Thanks for the advice, seems they have gotten most of the bugs out with the latest version (metal trucks), so I'II just enjoy it , and follow the owners manual. 

As to RC, think I'II hang back and wait for 2.4Ghz throttles to become mainstream, shorter antenna, and no crystals, etc. 

Pity the NMRAA didn't publish a standard for 2.4Ghz transmitters / receivers.


----------



## up9018 (Jan 4, 2008)

Veejo, 

I have recently purchased this model and am in the process of converting it to RC and Sound. Jerry is right, for your RC system definately check out Tony, he is right there in Australia and is very helpful. He is one of the two RC systems i am trying to choose from for my model, the other is Airwire. As far as sound goes I am sold on Phoenix. If you go with onboard battery, plan on setting the loco up so an battery car can be plugged in for long term running. 

Good Luck and have Fun, 
Chris


----------



## veejo (Apr 16, 2009)

as they say, luck beats skill everytime. 
I'm looking at the NCE Gwire (wireless pro cab), so I can go wireless, or us it as a normal wired DCC controller for either G, HO, or N scale, and only one system / controller layout to learn. , But because it's 900Mhz in radio mode, it might clash with some of the mobile phone frequencies used in Australia, so I'm a bit reluctant to be the first with one in Australia, unless it comes from the Australian distributor. 

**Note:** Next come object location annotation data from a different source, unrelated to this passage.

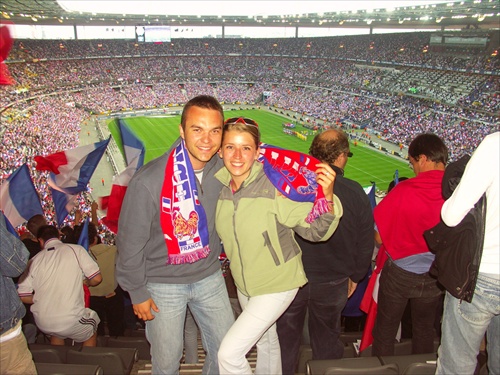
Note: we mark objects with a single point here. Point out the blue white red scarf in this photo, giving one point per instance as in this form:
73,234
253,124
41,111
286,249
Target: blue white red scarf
292,173
182,217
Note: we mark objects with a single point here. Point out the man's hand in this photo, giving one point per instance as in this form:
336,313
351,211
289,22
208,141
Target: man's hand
351,288
143,309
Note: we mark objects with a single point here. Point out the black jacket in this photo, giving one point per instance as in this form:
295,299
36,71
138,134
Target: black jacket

Hmmm, use normal grease or teflon fortified


----------



## steam5 (Jun 22, 2008)

I have always used Labelle, Faller, Woodland Scenics, or LGB lubricants. They all offer good gear grease, conductive oil, and other lighter oil. Make sure if the lube is plastic safe if it is to be used on non metals. 

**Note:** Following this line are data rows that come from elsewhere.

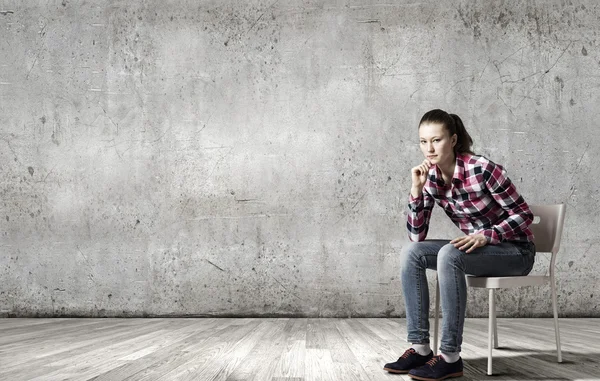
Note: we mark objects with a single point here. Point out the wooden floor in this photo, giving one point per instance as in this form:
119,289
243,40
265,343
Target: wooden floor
277,349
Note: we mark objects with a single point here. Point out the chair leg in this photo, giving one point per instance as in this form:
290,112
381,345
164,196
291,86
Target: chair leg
436,321
555,310
495,328
491,320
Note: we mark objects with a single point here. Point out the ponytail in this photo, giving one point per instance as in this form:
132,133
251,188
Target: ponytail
454,125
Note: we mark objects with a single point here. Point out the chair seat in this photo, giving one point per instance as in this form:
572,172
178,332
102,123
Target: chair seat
506,281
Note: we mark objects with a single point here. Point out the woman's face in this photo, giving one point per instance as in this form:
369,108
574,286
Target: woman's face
436,144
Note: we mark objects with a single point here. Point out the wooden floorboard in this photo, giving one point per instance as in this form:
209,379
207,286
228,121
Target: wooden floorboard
272,349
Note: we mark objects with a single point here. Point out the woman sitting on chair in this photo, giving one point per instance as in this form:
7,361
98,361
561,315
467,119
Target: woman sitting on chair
481,200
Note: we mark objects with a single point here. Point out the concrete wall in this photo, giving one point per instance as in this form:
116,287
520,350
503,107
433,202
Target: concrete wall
252,158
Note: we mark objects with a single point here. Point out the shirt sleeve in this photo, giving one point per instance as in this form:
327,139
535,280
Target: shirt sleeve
505,194
419,213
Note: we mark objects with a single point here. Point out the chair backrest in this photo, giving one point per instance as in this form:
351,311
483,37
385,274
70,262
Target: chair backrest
547,227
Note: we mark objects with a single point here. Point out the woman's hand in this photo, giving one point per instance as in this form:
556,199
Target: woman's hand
419,177
471,242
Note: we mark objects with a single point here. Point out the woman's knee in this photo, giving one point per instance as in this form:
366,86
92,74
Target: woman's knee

If you with to start adding sound and DCC to a locomotive I would suggest getting the Bachmann 4-6-0 (Anniversary edition). This is a much simpler and easy locomotive to work on. 

I purchased my 4-6-0 from eBay a couple of years back for under $100 US, it was very near new. 

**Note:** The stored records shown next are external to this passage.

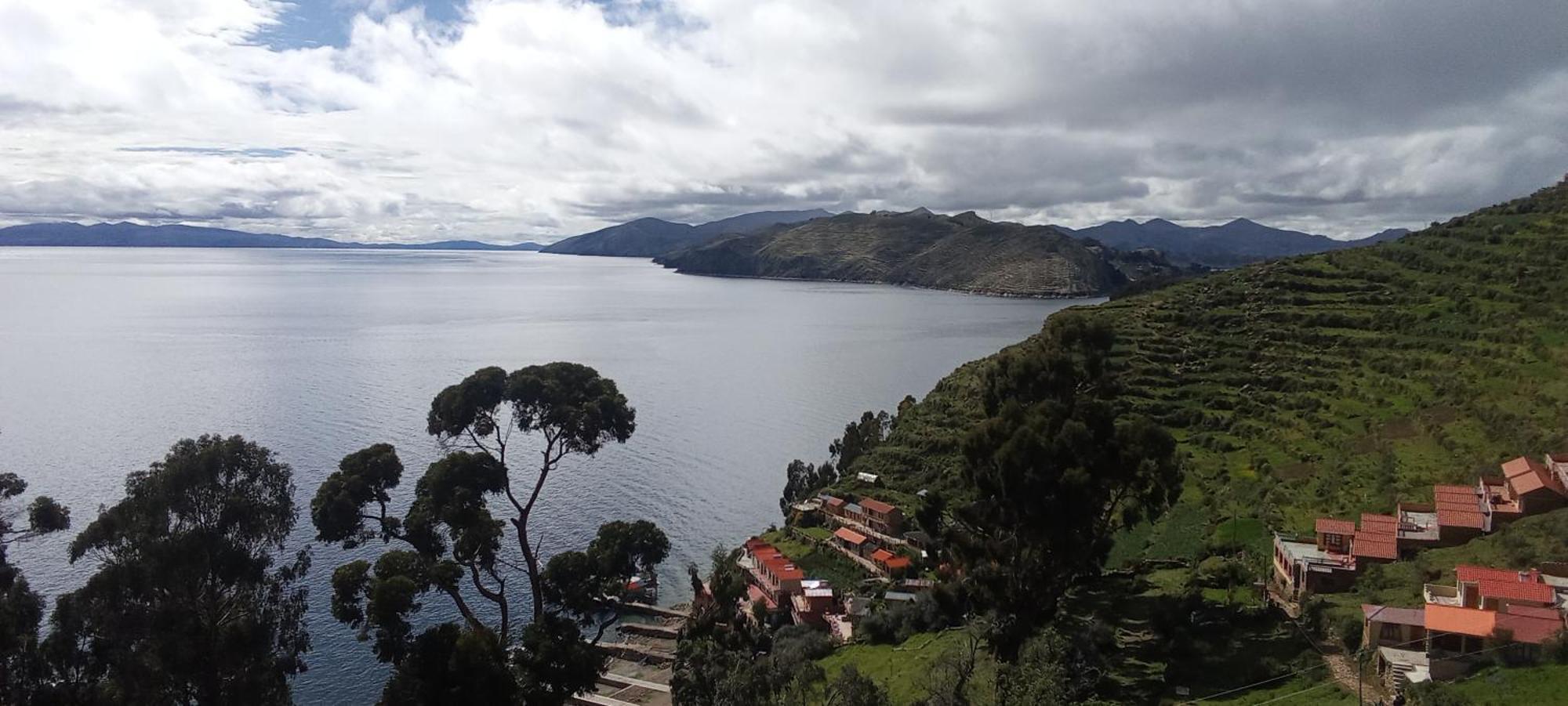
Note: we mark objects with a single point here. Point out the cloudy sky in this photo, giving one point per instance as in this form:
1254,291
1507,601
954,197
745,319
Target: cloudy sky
515,120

I am in Australia an I purchase most of my large scale equipment from Gauge One Gallery, there prices for new equipment is very competitive to the US especially when you factor in postage and possible duty you may have to pay brining in an expensive loco such as the shay. Check out their web site http://www.gaugeonegallery.com and make sure you visit the special offers page. They can sell you an Anniversary edition 4-6-0. 

I do still order many items from the US, mainly sound and DCC equipment. 

Happy modelling 
Alan


----------